This study used 5 ML algorithms—XGBoost, naive Bayes, decision tree, logistic regression, and random forest—to predict cancer survival rates using the MSK-MET dataset. XGBoost was selected for its efficiency in handling sparse data and combining models to improve accuracy through ensemble learning. Naive Bayes, a simple classifier applying Bayes theorem, was chosen for its efficiency in high-dimensional datasets. The decision tree, known for its easy visualization and handling of nonlinear relationships, was included for its interpretability. Logistic regression was used for binary classification, predicting survival probabilities, while random forest, an ensemble method using multiple decision trees, was chosen for its accuracy and control over overfitting in large datasets.

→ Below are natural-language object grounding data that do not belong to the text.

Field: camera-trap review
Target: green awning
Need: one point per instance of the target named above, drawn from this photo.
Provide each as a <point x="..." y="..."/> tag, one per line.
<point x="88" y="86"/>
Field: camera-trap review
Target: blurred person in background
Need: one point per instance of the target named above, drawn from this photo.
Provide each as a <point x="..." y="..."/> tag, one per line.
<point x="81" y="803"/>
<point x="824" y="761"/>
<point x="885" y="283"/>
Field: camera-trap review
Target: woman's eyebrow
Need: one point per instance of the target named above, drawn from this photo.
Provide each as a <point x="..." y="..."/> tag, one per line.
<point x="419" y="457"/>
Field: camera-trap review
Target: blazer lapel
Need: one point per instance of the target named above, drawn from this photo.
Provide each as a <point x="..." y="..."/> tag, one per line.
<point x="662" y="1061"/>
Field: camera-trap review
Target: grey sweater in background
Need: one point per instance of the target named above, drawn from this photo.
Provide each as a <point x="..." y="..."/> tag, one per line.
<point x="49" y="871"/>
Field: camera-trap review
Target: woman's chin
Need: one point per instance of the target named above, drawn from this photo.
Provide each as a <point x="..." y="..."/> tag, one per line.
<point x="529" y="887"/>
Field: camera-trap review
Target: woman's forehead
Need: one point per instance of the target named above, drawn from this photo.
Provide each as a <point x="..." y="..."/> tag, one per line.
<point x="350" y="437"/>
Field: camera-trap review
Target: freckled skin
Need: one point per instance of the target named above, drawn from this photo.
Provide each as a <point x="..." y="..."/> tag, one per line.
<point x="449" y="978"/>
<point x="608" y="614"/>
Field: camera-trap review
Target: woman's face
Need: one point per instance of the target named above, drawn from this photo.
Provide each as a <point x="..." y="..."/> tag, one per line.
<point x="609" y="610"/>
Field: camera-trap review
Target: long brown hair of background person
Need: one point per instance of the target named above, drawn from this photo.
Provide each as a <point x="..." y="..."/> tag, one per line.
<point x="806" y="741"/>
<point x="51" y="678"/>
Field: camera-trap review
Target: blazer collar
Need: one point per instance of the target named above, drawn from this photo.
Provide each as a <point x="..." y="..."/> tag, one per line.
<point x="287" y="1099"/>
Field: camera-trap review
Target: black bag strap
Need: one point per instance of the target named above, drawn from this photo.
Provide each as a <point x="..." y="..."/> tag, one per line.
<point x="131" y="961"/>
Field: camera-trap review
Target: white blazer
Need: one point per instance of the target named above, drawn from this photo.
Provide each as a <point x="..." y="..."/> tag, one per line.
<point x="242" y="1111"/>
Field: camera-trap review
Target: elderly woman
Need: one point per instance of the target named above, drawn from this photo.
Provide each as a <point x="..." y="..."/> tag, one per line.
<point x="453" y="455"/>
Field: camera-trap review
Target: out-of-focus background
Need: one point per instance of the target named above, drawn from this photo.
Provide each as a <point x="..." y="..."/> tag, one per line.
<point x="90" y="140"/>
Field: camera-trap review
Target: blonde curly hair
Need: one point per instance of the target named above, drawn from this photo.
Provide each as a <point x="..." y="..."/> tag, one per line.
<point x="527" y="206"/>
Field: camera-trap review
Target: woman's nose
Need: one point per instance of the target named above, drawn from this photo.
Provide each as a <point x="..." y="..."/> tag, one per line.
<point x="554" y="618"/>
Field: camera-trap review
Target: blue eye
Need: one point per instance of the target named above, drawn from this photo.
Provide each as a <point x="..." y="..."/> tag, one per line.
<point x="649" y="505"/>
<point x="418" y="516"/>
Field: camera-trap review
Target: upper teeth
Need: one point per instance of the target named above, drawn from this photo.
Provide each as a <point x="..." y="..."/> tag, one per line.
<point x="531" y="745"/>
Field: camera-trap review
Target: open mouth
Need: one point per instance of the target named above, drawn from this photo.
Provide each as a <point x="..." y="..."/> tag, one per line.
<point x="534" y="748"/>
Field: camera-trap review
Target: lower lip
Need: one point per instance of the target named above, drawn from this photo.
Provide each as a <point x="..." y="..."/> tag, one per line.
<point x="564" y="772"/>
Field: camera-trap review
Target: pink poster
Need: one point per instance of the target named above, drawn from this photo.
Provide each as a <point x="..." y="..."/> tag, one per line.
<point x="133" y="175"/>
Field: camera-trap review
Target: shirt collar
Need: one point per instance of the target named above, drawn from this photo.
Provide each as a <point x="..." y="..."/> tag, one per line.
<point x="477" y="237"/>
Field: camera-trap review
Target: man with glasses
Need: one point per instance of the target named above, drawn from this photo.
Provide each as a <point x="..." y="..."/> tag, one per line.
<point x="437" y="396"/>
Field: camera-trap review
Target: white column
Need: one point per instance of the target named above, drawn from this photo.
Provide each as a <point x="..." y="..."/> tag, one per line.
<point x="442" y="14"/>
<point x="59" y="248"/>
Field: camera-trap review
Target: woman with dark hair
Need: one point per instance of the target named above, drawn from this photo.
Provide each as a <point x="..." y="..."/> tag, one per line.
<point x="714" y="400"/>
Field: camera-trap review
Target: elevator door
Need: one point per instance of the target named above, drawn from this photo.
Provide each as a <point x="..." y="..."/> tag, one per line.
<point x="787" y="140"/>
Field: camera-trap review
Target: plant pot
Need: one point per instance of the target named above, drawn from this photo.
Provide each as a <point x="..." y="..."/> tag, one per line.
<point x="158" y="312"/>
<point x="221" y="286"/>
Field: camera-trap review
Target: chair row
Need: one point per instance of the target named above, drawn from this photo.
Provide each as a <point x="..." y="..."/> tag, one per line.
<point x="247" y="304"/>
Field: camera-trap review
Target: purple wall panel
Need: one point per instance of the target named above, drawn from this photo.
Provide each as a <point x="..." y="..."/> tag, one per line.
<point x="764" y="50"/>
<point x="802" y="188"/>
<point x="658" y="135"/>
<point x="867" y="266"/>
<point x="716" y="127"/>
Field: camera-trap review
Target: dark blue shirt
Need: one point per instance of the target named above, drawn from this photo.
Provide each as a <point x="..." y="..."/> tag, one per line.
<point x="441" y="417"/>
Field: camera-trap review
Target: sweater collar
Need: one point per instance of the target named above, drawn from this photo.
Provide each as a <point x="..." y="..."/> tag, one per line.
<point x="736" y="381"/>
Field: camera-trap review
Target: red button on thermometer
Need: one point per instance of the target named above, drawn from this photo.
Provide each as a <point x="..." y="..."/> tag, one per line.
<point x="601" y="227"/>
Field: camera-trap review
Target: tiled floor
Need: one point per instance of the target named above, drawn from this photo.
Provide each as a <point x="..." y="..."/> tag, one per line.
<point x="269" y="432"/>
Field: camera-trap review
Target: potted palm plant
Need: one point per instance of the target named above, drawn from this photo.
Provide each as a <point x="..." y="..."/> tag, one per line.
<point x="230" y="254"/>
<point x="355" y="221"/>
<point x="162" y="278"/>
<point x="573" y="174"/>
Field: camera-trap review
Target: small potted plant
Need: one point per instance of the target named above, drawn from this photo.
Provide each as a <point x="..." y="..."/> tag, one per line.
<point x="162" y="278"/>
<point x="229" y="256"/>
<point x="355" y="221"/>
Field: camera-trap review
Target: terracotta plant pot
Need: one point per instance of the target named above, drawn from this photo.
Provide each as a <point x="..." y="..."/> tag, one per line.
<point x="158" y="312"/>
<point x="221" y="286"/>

Hyperparameter Optimization Via Grid Search and Model Training

Grid search with hyperparameter tuning was applied to all 5 ML models. For XGBoost, parameters “n_estimators” (50-1000), “max_depth” (1-10), and “learning_rate” (0.01-0.3) were adjusted to optimize the number of trees, tree depth, and learning speed. Naive Bayes was tuned by varying “alpha” (0.01-10.0), “binarize” (0.0, 0.5, 1.0), and “fit_prior” (True/False). The decision tree’s grid search adjusted “max_depth” (None-10), “min_samples_split” (2, 5, 10), “min_samples_leaf” (1, 2, 4), and “criterion” (“gini” or “entropy”). Logistic regression was optimized with “C” (0.001-1000), “penalty” (“l1,” “l2,” “elasticnet,” “none”), and “solver” (“newton-cg,” “lbfgs,” “liblinear,” “sag,” “saga”). Random forest explored “n_estimators” (50, 100, 200) and “max_features” (“auto,” “sqrt”).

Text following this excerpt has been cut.